Stuck in Uncertainty

It has been five months of living in uncertainty. Recently, I realised this phase isn’t ending anytime soon—and that realisation hit hard. At first, it hurt. Then it numbed me.

The past few weeks have felt strangely emotionless. I wake up tired, even after dreaming all night. I feel restless throughout the day, yet I don’t have the energy to do anything. The things I used to enjoy feel distant, almost irrelevant. And when I don’t feel productive, I beat myself up for it. It’s exhausting in a quiet, invisible way.

I know this weariness comes from constantly worrying about when I’ll finally be out of this phase—about things that are completely outside my control.

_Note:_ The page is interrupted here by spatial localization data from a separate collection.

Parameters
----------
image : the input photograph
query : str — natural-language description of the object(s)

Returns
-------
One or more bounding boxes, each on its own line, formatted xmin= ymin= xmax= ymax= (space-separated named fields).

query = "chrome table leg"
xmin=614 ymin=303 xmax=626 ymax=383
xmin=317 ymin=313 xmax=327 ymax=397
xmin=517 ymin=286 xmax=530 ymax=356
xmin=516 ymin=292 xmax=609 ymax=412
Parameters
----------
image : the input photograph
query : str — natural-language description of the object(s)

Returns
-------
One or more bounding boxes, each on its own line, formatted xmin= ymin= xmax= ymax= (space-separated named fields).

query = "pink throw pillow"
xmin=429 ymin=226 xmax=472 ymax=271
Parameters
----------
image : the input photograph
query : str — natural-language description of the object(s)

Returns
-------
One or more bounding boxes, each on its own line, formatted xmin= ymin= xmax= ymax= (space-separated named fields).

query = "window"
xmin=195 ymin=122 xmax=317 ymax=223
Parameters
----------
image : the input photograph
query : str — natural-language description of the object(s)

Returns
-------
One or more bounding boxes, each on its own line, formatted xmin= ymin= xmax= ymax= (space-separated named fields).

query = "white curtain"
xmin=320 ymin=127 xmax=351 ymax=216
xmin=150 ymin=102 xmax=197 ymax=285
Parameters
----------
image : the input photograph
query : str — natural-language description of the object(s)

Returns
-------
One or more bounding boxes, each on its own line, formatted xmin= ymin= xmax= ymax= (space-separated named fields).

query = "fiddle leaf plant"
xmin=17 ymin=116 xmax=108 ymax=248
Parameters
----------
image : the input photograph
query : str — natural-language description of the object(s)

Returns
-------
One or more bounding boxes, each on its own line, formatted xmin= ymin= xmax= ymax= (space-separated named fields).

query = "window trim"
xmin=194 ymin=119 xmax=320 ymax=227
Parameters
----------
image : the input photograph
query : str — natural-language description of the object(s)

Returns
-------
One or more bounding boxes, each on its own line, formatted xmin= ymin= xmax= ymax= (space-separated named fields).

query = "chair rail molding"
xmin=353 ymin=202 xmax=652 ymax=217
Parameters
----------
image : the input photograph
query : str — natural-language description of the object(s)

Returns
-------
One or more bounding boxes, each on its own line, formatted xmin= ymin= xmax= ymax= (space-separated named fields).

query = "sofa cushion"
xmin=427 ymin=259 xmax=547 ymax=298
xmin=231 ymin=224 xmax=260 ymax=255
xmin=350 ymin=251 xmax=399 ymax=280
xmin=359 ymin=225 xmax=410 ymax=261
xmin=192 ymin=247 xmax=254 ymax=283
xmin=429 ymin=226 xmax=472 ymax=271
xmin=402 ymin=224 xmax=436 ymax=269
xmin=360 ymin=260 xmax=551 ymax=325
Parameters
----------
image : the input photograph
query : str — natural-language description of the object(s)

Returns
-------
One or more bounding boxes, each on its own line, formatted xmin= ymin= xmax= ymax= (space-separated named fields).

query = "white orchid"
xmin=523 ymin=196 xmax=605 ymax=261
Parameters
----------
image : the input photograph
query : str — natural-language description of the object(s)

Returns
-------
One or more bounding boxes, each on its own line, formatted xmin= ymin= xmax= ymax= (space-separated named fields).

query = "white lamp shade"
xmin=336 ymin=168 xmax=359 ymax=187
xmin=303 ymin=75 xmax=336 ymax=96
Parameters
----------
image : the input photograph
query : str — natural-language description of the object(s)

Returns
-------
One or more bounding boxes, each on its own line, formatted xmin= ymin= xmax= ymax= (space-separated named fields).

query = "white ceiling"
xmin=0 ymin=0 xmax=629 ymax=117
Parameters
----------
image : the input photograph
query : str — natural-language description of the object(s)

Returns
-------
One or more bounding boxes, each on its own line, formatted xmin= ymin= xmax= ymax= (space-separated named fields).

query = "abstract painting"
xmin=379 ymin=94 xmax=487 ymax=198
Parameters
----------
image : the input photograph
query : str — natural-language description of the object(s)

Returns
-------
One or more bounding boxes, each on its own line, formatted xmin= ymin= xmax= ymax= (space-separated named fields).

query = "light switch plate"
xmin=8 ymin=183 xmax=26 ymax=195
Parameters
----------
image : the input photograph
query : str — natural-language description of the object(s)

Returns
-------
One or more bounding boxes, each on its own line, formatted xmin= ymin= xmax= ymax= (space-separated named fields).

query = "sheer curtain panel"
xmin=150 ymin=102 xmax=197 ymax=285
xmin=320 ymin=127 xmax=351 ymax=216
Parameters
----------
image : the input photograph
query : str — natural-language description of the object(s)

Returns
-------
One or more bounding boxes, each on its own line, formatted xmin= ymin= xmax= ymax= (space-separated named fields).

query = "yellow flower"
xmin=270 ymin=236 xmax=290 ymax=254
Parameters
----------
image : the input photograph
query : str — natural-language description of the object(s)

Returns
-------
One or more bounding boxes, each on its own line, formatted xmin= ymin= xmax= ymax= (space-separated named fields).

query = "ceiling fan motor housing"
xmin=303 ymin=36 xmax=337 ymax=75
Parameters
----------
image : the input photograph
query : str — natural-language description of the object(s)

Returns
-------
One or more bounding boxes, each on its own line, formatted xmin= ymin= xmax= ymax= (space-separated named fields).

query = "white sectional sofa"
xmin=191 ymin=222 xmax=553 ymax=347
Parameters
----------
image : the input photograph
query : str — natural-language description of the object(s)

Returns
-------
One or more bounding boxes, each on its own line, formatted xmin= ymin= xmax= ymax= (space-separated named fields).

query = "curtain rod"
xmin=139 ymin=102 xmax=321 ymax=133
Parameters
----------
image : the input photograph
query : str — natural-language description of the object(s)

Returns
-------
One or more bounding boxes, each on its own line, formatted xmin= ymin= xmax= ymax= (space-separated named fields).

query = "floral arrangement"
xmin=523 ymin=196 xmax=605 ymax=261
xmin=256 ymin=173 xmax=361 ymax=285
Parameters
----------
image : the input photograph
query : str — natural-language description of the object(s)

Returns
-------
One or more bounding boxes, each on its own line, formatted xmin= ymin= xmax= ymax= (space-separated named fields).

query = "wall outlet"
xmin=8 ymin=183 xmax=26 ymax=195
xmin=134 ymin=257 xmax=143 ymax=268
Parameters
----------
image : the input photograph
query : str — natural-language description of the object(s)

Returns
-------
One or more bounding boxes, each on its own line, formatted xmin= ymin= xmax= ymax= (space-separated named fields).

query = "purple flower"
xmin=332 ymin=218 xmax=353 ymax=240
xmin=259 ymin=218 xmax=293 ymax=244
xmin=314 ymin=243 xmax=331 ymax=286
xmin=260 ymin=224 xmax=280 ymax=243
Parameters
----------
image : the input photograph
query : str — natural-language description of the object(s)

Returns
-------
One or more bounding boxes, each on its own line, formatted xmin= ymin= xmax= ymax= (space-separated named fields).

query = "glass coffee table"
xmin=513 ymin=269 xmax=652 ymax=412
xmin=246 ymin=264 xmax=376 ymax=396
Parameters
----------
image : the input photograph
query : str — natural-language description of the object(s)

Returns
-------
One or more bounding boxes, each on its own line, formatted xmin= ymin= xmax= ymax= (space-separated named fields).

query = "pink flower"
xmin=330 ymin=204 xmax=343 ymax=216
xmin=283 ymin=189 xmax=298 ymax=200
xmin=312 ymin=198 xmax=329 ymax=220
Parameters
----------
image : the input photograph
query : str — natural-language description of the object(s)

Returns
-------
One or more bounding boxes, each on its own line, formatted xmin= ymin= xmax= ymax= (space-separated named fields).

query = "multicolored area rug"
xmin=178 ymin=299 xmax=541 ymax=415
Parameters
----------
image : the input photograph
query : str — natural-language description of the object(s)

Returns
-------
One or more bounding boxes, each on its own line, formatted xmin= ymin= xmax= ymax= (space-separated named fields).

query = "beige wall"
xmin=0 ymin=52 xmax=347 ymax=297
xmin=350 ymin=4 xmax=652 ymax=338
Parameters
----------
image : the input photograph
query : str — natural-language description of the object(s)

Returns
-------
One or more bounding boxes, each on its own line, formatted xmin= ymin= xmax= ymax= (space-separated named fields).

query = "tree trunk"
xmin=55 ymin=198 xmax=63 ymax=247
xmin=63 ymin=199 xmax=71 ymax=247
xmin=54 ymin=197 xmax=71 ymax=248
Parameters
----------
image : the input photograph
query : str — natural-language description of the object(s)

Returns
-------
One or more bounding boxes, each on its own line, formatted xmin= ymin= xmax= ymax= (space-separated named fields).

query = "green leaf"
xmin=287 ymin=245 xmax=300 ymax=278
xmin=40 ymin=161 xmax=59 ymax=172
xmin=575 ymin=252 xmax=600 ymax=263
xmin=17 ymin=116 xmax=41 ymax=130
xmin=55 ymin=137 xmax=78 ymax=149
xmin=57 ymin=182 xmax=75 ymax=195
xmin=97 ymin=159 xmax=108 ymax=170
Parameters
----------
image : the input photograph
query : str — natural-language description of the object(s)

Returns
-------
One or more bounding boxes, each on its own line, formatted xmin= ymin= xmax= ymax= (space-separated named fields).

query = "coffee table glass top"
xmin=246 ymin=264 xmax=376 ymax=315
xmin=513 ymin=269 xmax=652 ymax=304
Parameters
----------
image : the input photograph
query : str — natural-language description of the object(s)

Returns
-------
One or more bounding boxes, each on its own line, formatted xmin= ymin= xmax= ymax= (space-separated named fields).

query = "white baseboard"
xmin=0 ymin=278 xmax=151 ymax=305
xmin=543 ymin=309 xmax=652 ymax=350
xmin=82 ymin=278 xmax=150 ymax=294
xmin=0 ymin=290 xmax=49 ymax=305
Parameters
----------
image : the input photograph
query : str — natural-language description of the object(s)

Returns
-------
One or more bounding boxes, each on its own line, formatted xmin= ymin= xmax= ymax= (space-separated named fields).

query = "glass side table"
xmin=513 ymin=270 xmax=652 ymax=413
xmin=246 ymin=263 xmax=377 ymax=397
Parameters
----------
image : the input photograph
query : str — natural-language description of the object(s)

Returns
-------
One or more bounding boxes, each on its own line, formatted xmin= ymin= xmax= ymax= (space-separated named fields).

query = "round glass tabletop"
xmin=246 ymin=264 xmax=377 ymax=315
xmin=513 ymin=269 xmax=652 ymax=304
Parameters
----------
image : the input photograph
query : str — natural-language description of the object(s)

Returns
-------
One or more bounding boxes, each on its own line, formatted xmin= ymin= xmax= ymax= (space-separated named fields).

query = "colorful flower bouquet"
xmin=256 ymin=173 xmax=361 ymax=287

Recently, I started reading Focus on What Matters to You by Darius Foroux, a book rooted in Stoic principles. One line stayed with me: “When you’re stuck, always return to the pursuit of knowledge.” So that’s what I’ve decided to do. I read whatever interests me, fiction or non-fiction, without pressure or expectations.

I also took on a part-time job as a salesperson—not just for the work, but to meet people, to be around energy, to feel connected and inspired again.

For now, my definition of progress is simple. If I do one productive thing in a day—reading a few pages, or having a meaningful interaction—then there is still movement. Slow movement, yes, but movement nonetheless.

And if one day I look back at this phase, I want to know that even while I was stuck, I was still choosing to show up in small ways instead of disappearing entirely.